Another poor decision in the game last night, so early in the match it completely ruined it. Whatever about entertainment of the Premier League it seems to have a much lower standard of refs than the Bundesliga.
 
It's a really stupid rule, and typical of demonstrating how slow moving FIFA is as a body. The red card for deliberately denying a goal scoring opportunity is a smart rule to introduce to stop cynical, very deliberate fouls.

But the wording of the rule and the mandate given to refs is that any 'last man' is denial of a goal scoring opportunity, hence an automatic red. I guarantee that rule will change because it's patently ridiculous for challenges like the above. I mean, what is a defender supposed to do in one on one situations? Not challenge?

FIFA will change the rule, but it'll take 2 years to implement.
 
It's double problems for Wigan too as Caldwell picked up a 5th yellow against Newcastle so they have both him and Figeroda missing for the home match v QPR (which is a big match in the relegation battle). I think their other center back (Ben Watson) is also injured so they will really struggle at the back.

But the worst thing is if Wigan do appeal the card there is no chance it will get rescinded as the FA hardly ever go against an original decision. Everyone can make mistakes in any walk of life, even mistakes as incredulous as that sending off, but the FA dont want to "lose face" or undermine their refs, so appeals are almost always pointless (unless the ref didn't see something or booked the wrong player etc) - you're more likely to get an extra game ban. So justice is denied for the sake of preserving a myth of infallibility (or rather partial justice since only the ban and not the penalty nor the 70 odd mins Wigan were a man down can be restored).
 
It could be a penalty, but never a red card. Never.

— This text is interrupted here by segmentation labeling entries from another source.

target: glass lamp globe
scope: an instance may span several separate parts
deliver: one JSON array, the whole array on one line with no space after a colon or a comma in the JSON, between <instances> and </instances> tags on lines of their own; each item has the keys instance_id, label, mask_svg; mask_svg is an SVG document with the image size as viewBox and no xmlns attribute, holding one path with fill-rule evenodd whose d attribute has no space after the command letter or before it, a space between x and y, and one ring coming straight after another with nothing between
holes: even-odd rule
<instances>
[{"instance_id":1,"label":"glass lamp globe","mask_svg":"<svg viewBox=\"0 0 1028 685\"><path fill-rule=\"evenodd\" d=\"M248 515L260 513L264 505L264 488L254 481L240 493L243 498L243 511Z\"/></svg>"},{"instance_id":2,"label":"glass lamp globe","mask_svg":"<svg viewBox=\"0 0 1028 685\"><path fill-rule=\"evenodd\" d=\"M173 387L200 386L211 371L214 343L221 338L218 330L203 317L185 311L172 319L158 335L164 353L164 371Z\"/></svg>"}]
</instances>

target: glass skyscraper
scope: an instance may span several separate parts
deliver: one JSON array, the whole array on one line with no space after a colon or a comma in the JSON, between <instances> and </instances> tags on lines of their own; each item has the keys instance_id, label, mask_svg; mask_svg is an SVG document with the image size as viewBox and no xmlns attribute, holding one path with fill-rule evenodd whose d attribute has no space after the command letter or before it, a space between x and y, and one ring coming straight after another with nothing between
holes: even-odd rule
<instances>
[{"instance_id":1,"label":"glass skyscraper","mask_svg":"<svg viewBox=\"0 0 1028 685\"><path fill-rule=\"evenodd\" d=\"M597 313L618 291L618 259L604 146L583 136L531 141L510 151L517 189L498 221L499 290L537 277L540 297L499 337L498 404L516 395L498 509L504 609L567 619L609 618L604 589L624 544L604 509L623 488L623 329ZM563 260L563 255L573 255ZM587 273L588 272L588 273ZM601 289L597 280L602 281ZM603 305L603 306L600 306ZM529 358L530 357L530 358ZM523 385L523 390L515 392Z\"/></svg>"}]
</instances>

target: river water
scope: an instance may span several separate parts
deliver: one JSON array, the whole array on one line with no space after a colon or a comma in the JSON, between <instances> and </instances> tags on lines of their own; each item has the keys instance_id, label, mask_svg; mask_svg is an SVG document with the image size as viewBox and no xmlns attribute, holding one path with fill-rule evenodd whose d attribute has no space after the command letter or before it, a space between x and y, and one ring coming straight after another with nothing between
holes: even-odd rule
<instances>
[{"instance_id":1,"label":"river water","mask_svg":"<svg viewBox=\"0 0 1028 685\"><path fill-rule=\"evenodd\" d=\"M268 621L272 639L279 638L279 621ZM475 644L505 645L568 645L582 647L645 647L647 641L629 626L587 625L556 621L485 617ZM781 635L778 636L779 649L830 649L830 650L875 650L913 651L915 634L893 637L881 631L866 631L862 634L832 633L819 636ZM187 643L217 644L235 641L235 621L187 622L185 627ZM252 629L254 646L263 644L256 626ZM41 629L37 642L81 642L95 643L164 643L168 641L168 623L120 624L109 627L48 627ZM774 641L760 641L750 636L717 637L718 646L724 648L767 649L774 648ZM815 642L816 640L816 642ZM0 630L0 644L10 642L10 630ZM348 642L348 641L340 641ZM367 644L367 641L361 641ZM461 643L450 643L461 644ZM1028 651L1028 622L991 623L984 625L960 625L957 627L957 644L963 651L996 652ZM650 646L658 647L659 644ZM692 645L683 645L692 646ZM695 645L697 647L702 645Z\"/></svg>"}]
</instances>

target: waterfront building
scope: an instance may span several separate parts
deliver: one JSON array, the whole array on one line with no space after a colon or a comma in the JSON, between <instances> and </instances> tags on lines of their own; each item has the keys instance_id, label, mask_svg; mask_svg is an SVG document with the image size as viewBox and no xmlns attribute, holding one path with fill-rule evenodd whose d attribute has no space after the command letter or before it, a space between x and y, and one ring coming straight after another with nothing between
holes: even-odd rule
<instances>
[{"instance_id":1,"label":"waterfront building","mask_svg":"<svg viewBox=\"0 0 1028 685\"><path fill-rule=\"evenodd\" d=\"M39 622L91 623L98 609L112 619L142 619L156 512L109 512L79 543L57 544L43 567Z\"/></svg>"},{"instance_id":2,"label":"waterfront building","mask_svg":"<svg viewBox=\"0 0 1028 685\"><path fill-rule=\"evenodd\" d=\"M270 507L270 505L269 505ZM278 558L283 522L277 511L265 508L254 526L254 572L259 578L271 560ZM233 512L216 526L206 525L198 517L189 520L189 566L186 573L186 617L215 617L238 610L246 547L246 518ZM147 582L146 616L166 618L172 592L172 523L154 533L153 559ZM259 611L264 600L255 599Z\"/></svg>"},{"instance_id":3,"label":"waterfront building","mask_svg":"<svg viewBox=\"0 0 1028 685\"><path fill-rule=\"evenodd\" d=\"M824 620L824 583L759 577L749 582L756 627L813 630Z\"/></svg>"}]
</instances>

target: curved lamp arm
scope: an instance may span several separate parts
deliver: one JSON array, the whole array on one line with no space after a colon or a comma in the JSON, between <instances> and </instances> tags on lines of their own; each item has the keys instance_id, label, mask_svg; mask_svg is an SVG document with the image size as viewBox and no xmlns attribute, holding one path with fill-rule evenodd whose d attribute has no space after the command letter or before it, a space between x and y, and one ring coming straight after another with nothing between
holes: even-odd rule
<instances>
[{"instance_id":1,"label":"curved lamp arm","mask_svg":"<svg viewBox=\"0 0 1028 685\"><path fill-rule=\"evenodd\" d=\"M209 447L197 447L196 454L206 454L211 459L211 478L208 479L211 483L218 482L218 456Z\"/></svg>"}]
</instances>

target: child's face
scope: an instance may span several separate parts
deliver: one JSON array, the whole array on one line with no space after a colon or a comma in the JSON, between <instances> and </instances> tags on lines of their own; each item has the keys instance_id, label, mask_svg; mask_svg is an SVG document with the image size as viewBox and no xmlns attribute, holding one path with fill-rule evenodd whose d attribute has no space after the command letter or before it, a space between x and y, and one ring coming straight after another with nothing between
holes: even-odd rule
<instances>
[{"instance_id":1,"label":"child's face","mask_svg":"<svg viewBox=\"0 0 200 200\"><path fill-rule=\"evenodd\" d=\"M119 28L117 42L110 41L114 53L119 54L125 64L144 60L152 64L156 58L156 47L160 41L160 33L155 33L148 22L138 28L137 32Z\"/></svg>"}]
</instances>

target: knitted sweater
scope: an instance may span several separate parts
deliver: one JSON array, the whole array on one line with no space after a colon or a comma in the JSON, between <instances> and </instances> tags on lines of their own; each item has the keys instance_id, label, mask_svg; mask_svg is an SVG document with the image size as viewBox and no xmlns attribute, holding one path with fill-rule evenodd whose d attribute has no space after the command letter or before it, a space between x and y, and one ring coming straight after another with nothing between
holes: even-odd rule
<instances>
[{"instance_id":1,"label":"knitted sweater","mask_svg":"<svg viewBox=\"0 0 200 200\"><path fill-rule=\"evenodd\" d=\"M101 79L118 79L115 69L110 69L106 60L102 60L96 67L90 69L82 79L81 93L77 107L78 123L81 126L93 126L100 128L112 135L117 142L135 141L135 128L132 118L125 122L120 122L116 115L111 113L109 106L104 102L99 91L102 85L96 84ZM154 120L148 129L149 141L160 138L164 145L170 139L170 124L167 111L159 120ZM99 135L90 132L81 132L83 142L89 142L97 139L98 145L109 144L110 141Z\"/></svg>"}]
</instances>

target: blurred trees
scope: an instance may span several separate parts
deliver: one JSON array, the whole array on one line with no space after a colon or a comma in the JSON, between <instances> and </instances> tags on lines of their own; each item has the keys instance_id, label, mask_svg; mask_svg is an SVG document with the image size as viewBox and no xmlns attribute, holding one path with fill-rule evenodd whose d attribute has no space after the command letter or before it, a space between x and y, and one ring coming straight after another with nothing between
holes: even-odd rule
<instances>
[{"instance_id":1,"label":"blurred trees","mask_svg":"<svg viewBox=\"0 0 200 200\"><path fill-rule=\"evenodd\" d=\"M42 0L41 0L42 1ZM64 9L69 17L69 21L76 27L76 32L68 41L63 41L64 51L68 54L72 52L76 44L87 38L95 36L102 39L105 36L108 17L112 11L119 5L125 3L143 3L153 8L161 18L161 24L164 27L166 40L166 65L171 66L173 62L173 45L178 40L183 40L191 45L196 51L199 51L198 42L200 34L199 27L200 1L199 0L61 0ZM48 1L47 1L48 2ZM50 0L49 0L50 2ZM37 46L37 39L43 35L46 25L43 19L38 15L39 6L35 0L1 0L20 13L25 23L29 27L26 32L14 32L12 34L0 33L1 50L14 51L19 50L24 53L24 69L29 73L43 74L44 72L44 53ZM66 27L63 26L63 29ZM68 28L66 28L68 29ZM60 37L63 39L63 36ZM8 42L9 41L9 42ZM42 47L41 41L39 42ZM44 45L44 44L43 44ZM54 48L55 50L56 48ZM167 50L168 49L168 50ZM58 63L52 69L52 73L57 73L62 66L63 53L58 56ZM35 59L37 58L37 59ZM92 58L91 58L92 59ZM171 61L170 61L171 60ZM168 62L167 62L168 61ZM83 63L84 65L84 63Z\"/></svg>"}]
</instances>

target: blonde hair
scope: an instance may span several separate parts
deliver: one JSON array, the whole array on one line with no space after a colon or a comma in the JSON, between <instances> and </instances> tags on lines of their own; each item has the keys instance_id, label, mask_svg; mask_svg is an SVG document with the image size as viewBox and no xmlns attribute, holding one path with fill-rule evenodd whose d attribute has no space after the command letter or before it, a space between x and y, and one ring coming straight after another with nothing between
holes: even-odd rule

And here in Belgium it happens fairly regularly that players who have been sent off don't get bans. My favourite team Genk got no less than 3 red cards. Afterwards television images clearly showed that those 3 red cards were mistakes. The 3 players never got an additional ban.
 
Some people are going on about our chances of finishing in a Champions League spot at the end of the season but I think that is seriously far fetched. We are on a good run which has got us to 7th but I don't think we'll finish in the top 4, and even then it is dependent on Monsieur Platini giving us a wild card place because of our national association status. It's still a bit early to call but I tell you what I'd be happy with a top 10 place come May, anything more than that is a bonus.